Les articles proposés (entre 40 000 et 60 000 signes) sont attendus pour 1 juin 2019.

Pour la bonne organisation de la procédure d’évaluation, merci d’informer le plus rapidement possible les responsables du dossier de votre intention de réponse à cet appel (transmettre un titre provisoire et un petit résumé).
Merci de respecter les instructions de la revue et d’anonymiser complètement votre article (références à des travaux antérieurs, figures, cartes, etc.).

Bibliographie

AUTHIER, J.-Y., BACQUÉ, M.-H., GUÉRIN-PACE, F., 2007, Le quartier, Paris, La Découverte.
BOUDREAU, J., BOUCHER, N., LIGUORI, M., 2009, « Taking the bus daily and demonstrating on Sunday: Reflections on the formation of political subjectivity in an urban world », City, vol. 13, n° 2-3, p. 336-346.
CHATEAURAYNAUD, F., 2011, Argumenter dans un champ de forces, essai de balistique sociologique, Petra.

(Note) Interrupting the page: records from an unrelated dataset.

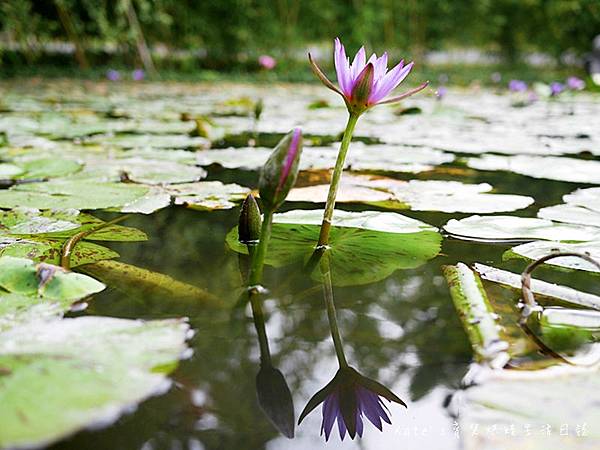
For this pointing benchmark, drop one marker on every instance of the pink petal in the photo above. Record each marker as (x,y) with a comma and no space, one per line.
(380,66)
(358,65)
(342,67)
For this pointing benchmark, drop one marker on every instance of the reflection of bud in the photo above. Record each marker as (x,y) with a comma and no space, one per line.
(250,221)
(347,399)
(275,399)
(279,173)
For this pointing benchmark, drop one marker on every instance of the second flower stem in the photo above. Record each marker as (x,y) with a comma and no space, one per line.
(335,180)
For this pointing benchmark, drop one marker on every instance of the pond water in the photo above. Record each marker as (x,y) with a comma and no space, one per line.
(401,329)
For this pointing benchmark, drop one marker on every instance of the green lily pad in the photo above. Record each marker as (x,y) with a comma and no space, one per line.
(551,408)
(361,158)
(50,250)
(510,228)
(535,250)
(23,276)
(151,141)
(56,224)
(365,247)
(546,293)
(60,376)
(64,194)
(445,196)
(548,167)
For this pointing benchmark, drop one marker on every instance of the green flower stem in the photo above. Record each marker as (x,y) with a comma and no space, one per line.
(258,258)
(331,314)
(259,324)
(335,180)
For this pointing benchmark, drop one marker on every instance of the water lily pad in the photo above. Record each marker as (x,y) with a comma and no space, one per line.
(550,408)
(100,367)
(57,224)
(361,158)
(510,228)
(445,196)
(548,167)
(23,276)
(207,195)
(545,292)
(63,194)
(152,141)
(535,250)
(365,247)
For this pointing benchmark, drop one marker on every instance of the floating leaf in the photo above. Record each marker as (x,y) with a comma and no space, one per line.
(64,194)
(50,250)
(445,196)
(510,228)
(544,292)
(477,315)
(100,367)
(361,158)
(535,250)
(24,222)
(548,167)
(364,247)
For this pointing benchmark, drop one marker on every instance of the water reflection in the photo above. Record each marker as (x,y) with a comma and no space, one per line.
(348,396)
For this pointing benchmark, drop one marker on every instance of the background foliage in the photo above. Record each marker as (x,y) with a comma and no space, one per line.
(224,33)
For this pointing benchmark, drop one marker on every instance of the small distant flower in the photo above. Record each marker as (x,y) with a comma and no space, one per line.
(349,397)
(441,92)
(267,62)
(575,84)
(113,75)
(138,75)
(556,88)
(365,83)
(517,86)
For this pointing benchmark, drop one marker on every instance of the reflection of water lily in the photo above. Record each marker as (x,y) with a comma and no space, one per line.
(349,397)
(365,83)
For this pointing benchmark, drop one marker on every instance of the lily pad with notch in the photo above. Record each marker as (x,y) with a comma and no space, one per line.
(365,247)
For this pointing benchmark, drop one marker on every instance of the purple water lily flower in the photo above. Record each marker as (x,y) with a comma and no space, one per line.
(267,62)
(575,84)
(556,88)
(349,397)
(138,75)
(113,75)
(517,86)
(365,83)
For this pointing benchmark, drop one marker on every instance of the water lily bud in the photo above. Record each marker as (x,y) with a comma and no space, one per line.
(250,221)
(275,399)
(279,173)
(359,99)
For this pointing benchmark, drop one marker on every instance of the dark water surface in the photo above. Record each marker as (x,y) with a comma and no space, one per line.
(403,331)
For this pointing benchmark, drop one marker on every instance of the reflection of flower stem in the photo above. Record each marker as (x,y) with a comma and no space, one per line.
(258,258)
(331,315)
(259,324)
(335,180)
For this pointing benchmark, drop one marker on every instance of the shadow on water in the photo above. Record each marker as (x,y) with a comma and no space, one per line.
(402,331)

DEBARBIEUX, B., 2014, « Enracinement – Ancrage – Amarrage : raviver les métaphores », L’Espace géographique, vol. 43, n° 1, p. 68-80.
DECHEZELLES, S., OLIVE, M., 2016, « Introduction. Lieux familiers, lieux disputés – dynamiques des mobilisations localisées », Norois, vol. 238-239, n° 1-2, p. 7-21.

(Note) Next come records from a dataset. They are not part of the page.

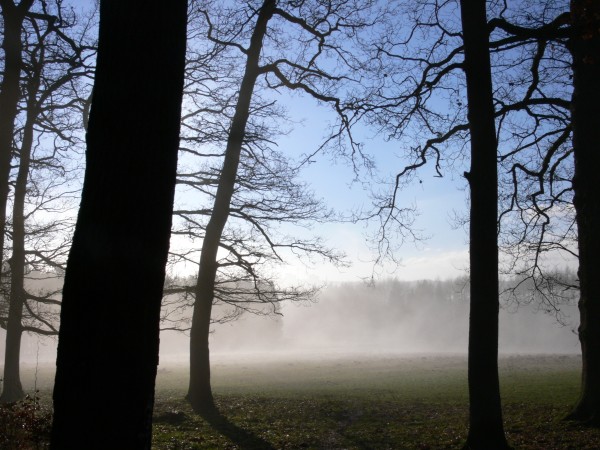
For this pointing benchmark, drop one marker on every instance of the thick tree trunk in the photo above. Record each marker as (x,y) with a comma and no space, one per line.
(585,48)
(9,96)
(109,333)
(199,392)
(485,413)
(12,389)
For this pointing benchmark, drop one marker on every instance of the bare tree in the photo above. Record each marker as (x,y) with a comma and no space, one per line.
(486,429)
(12,45)
(52,68)
(319,28)
(585,49)
(122,233)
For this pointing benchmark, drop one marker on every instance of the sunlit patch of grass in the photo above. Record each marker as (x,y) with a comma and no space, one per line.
(377,403)
(367,402)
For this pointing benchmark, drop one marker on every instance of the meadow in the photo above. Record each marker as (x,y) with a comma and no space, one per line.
(360,401)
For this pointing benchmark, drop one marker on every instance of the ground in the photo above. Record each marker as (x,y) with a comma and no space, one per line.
(363,402)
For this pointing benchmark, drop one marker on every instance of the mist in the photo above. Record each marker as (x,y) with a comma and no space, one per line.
(390,317)
(402,317)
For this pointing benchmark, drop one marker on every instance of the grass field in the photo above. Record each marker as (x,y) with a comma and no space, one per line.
(364,402)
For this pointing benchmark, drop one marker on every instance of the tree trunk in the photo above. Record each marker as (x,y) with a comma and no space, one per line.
(9,97)
(199,391)
(109,334)
(585,48)
(12,389)
(485,413)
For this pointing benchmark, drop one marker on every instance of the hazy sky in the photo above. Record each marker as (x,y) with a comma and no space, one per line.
(442,255)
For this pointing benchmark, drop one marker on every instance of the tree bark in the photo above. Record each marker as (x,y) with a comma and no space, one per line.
(485,413)
(12,45)
(12,389)
(585,49)
(199,391)
(109,334)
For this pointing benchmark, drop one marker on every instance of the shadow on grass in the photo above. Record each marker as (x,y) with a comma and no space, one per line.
(239,436)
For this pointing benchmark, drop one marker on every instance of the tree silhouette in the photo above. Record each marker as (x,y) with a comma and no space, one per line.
(585,49)
(486,430)
(53,68)
(108,339)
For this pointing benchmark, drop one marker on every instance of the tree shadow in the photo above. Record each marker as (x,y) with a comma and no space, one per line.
(244,438)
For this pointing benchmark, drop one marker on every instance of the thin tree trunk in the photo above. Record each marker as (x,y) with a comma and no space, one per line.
(12,389)
(199,391)
(109,334)
(485,413)
(9,96)
(585,48)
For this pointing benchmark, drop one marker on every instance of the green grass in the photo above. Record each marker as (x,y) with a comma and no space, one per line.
(364,402)
(369,403)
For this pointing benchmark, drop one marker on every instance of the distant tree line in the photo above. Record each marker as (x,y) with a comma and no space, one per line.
(507,95)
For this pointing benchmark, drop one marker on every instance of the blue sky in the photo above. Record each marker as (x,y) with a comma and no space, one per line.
(443,254)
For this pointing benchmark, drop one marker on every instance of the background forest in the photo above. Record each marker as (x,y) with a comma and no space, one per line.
(218,180)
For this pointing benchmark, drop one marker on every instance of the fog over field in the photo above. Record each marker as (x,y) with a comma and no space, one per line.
(389,317)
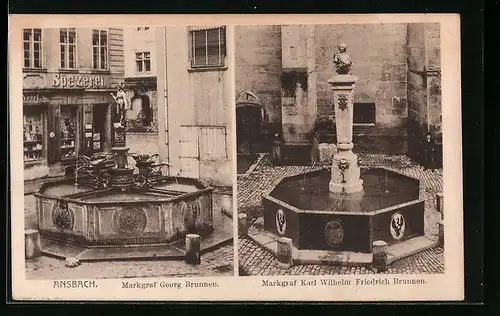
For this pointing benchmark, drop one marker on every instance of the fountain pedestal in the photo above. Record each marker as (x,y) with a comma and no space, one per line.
(345,169)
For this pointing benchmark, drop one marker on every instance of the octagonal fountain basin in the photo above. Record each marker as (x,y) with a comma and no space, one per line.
(79,215)
(301,207)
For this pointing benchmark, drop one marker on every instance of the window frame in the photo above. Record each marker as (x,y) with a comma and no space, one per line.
(143,62)
(66,49)
(99,46)
(32,51)
(222,49)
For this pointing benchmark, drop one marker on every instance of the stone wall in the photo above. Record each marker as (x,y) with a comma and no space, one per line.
(258,65)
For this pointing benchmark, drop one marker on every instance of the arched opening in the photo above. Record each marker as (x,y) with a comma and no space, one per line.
(250,116)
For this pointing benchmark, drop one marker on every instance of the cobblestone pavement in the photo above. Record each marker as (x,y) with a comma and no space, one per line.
(253,260)
(256,261)
(216,263)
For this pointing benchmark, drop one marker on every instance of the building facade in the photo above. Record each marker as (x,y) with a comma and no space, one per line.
(178,77)
(141,89)
(68,75)
(397,96)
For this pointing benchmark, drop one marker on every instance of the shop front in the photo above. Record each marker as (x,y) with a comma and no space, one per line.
(72,116)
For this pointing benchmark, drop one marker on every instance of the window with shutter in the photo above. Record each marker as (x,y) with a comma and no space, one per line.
(208,47)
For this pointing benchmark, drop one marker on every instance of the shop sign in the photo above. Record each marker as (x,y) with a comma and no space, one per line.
(79,81)
(35,99)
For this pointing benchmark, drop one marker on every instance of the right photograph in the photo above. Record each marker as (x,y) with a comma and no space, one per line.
(339,149)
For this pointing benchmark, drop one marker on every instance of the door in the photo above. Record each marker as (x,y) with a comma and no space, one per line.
(249,128)
(189,156)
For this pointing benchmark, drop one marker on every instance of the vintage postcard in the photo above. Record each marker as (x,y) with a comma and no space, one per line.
(236,158)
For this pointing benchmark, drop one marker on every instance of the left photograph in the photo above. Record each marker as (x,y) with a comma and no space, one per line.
(127,152)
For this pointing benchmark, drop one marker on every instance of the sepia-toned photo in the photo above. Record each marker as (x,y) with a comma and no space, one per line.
(235,158)
(127,162)
(339,145)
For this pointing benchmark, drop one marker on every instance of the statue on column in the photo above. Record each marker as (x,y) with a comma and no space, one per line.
(121,103)
(342,61)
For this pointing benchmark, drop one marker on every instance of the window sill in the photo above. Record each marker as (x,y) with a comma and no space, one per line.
(203,69)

LARDEUX, L., 2018, « Engagement transnational des descendants d’immigrés : carrières militantes et “rapport aux origines” », Cultures & Conflits, vol. 109, n° 1, p. 61-82.
MELÉ, P. (Éd.), 2013, Conflits de proximité et dynamiques urbaines, Rennes, France, PUR.
NEVEU, C. , 2013, « Sites of citizenship, politics of scale », in W. Maas (dir.), Multilevel Citizenship, Philadelphie, University of Pennsylvania Press, p. 203-212.
RETIÈRE, J.-N., 2003, « Autour de l’autochtonie. Réflexions sur la notion de capital social populaire », Politix, vol. 63, n° 3, p. 121-143.
RIPOLL, F. et TISSOT, S., 2010, « La dimension spatiale des ressources sociales », Regards sociologiques, n° 40, p. 5-7.
SÉBASTIEN, L., 2016, « L’attachement au lieu, vecteur de mobilisation collective ? Étude de cinq territoires ruraux », Norois, vol. 238-239, n° 1-2, p. 23-41.
SENCEBE, Y., 2004, « Etre ici, être d’ici. Formes d’appartenance dans le Diois », Ethnologie française, vol. 34, n° 1, pp. 23-29.